Union To Conduct Audit Of Five Teams

THURSDAY, 10:23am: The union sent an email to agents urging them to read Draper’s piece, USA Today’s Jeff Zillgitt tweets. Some agents are perplexed that the union would use the story to deliver its message, Zillgitt adds (Twitter link).

10:26pm: A third of NBA teams are losing money with new TV revenue more than a year away from kicking in, the league said in its response to Draper’s report, as RealGM relays. The NBA called the report “grossly misleading” and asserts that the collective bargaining agreement expressly addresses related parties in a way that includes arenas and broadcast rights to ensure that the players receive their fair share of basketball related income.

TUESDAY, 5:45pm: The National Basketball Players Association intends to exercise its right to conduct an independent audit of the books of five teams this year, the union revealed in a statement to Deadspin’s Kevin Draper. The union has rarely called for the audits in the past, the statement acknowledged. The revelation is set against the backdrop of coming labor negotiations in 2017, when the union and the league have a mutual option to terminate the existing collective bargaining agreement. The owners have given every sign that they’re willing to sacrifice an entire season to keep the players from regaining a larger share of basketball related income, but the league considers everything else negotiable, Draper writes.

The union issued its statement in response to Draper’s request that it address a recent Madison Square Garden Company filing with the Securities and Exchange Commission in which MSG revealed its intentions to spin off its sports holdings from its media entities. MSG owns the Knicks, whom Draper predicts will be among the five teams the union chooses to audit after the league conducts its own audit of basketball related income this summer.

At issue is the definition of related parties with ties to NBA owners. For instance, the Nets and the Barclays Center are not considered related parties, even though Mikhail Prokhorov and Bruce Ratner own significant stakes in both, Draper points out. That would allow Prokhorov and Ratner to arrange a deal that hides revenue on the arena side, keeping it out of the NBA’s calculation and lowering the pool of money available to players, as Draper explains. The league sets the salary cap based on basketball related income. The percentage of that income to which players are entitled was capped at 51% during the 2011 labor negotiations, a significant cut from the 57% figure that held under the previous collective bargaining agreement.

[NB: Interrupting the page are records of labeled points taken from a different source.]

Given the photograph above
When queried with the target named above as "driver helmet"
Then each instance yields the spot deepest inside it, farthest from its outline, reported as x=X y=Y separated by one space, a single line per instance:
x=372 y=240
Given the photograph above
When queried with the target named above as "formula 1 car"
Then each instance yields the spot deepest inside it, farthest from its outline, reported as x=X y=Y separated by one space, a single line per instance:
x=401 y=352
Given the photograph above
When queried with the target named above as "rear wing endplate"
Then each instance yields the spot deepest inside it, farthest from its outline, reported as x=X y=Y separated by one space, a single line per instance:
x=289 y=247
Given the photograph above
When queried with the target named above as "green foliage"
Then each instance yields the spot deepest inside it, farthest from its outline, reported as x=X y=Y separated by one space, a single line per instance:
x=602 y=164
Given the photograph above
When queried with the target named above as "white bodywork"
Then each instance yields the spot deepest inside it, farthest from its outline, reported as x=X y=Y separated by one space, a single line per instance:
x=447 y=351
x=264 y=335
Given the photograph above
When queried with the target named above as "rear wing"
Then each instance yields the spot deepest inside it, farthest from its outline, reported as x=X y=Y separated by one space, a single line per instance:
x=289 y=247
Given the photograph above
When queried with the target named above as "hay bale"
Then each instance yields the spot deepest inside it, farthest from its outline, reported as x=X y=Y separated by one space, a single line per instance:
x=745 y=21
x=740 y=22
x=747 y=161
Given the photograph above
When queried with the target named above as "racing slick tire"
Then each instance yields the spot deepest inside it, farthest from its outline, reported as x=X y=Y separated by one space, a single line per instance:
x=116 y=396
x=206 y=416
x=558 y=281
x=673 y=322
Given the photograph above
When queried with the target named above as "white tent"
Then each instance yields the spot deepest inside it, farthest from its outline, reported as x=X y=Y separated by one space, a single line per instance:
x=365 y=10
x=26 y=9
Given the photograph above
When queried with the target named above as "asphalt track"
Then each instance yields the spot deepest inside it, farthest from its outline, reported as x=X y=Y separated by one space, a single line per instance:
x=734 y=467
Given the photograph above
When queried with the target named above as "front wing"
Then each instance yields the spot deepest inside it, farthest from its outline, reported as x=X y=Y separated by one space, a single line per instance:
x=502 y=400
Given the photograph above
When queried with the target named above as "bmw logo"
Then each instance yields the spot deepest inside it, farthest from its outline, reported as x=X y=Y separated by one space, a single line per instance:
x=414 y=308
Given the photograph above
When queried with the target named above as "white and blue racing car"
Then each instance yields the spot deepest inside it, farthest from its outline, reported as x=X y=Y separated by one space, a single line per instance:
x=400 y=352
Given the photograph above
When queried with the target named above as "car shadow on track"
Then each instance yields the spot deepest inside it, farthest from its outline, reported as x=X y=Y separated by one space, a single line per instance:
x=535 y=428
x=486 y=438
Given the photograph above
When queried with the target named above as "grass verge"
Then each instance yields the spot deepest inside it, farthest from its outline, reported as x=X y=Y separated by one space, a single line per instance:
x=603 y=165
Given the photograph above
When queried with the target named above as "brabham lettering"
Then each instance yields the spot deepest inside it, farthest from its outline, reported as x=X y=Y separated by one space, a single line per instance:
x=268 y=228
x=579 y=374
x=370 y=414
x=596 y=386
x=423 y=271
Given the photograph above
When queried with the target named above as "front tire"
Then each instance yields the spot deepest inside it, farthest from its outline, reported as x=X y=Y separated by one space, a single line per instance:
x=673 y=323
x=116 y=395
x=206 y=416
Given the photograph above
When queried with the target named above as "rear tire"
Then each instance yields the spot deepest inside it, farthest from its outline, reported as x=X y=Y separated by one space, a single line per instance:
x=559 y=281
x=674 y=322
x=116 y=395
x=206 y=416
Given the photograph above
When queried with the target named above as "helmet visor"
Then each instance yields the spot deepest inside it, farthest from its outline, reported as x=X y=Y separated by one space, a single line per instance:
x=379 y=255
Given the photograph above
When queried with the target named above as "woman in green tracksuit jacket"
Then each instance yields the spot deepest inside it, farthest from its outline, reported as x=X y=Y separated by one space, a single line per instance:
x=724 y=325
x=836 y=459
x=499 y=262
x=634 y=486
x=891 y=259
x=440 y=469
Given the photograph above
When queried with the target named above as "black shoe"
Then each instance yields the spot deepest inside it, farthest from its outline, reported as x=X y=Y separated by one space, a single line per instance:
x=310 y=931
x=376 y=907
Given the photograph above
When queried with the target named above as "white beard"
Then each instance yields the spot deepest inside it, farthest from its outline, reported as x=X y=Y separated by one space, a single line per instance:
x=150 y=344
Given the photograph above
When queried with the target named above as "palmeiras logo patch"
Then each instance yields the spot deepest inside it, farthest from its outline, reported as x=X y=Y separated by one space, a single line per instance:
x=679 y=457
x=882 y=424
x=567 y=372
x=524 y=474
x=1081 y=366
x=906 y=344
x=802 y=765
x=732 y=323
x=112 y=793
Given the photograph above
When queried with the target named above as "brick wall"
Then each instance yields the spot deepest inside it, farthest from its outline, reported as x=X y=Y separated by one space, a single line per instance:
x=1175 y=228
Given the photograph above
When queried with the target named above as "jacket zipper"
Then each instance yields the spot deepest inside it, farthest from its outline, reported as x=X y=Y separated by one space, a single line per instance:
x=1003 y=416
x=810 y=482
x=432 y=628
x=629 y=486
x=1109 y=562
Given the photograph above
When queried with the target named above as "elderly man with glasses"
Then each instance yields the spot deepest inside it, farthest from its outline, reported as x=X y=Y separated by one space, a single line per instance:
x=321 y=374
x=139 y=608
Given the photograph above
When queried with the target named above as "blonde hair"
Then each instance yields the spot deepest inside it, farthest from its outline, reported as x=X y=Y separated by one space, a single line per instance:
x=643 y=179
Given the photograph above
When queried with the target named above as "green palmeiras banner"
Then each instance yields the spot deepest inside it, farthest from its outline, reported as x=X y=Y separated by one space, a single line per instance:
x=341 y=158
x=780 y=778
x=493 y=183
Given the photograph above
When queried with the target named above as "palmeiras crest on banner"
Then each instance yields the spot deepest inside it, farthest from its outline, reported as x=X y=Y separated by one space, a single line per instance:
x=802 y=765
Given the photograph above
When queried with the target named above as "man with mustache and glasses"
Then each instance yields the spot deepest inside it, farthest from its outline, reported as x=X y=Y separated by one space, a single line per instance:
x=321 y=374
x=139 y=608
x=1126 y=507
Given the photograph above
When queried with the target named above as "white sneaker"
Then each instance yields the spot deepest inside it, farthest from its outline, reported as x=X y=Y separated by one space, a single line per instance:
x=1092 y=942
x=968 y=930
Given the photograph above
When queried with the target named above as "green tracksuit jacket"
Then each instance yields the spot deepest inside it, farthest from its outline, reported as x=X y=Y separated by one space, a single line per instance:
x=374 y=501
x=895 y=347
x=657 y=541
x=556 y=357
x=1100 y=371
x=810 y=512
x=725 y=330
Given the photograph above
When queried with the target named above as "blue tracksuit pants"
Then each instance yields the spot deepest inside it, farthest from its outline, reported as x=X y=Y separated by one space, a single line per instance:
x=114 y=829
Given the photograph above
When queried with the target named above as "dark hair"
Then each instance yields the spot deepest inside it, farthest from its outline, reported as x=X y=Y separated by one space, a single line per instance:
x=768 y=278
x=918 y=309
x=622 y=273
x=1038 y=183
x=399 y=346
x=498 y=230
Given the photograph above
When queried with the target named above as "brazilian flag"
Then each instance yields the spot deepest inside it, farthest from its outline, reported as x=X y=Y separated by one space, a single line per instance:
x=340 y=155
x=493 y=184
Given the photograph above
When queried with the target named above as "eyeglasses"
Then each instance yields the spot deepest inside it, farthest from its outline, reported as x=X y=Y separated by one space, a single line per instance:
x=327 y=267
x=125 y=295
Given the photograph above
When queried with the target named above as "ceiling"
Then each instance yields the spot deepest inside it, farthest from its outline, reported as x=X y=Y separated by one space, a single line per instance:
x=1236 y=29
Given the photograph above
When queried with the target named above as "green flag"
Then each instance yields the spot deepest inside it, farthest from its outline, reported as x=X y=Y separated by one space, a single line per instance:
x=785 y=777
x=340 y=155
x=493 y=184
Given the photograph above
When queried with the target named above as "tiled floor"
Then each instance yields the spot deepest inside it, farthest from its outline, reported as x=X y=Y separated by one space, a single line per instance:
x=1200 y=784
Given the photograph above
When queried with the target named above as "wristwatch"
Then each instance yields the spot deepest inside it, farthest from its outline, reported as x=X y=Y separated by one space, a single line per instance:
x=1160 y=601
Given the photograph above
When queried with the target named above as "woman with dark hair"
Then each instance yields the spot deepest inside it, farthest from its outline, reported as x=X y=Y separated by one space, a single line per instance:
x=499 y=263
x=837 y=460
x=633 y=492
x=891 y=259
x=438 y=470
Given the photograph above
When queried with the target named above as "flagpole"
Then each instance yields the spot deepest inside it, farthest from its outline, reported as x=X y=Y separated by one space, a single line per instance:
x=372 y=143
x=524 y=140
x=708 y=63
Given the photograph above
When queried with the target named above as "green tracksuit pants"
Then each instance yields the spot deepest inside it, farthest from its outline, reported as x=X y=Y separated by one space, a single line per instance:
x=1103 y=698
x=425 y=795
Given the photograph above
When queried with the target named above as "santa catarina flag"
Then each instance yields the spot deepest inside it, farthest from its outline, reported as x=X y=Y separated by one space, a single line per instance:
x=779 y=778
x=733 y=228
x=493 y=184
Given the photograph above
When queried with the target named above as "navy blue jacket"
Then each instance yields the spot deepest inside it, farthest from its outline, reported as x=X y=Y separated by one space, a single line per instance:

The collective bargaining agreement in place now refers to a definition of related parties that dates to 1995, before many methods of revenue generation that are now in wide use among teams were in place, Draper writes. Former union executive director Billy Hunter had been in office for much of the time since the 1995 negotiations, so the move to conduct the audits represents another contrast between new executive director Michele Roberts and her predecessor, as Draper observes.